Summary
In this module, you addressed Contoso Manufacturing's disk encryption compliance gap by implementing encryption at host to protect temporary disks and caches. You compared Azure's four managed disk encryption options, configured customer-managed keys through Disk Encryption Sets, and explored confidential disk encryption for hardware-isolated workloads.
Key decisions for disk encryption
Encryption at host is the recommended approach for new Azure VMs. It provides end-to-end encryption covering OS disks, data disks, temporary storage, and disk caches—protection that server-side encryption (SSE) alone can't deliver. For organizations like Contoso with compliance requirements demanding comprehensive data protection at rest, encryption at host directly addresses audit findings around unencrypted temp disks.
Azure Disk Encryption (ADE) retires on September 15, 2028. If your environment currently uses BitLocker-based or DM-Crypt-based ADE, begin migration planning immediately. Create a disk snapshot inventory, identify maintenance windows for VM migration to encryption at host, and test workload compatibility with the new encryption architecture before the retirement deadline.

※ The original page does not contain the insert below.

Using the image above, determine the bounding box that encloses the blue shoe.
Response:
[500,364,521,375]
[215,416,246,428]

Customer-managed keys (CMK) give you organizational control over encryption key lifecycle. When compliance frameworks like ISO 27001, PCI DSS, or FedRAMP require documented key management procedures, implement CMK through Disk Encryption Sets linked to Azure Key Vault. Enable automatic key rotation to reduce operational burden while maintaining audit evidence of key governance.
Confidential disk encryption provides vTPM-bound protection for regulated workloads. Workloads subject to ITAR, trade secret regulations, or defense against insider threats with privileged access benefit from confidential VMs with OS disk encryption keys bound to the virtual Trusted Platform Module. The hardware-enforced isolation ensures only the specific VM instance can decrypt its OS disk, defending against disk theft and unauthorized copying scenarios.
Azure Policy enforces encryption compliance automatically. Rather than manually verifying encryption settings on every VM, assign built-in policies like "Virtual machines should enable encryption at host" to audit or automatically remediate noncompliant deployments. This approach scales across growing environments and provides continuous compliance evidence for auditors.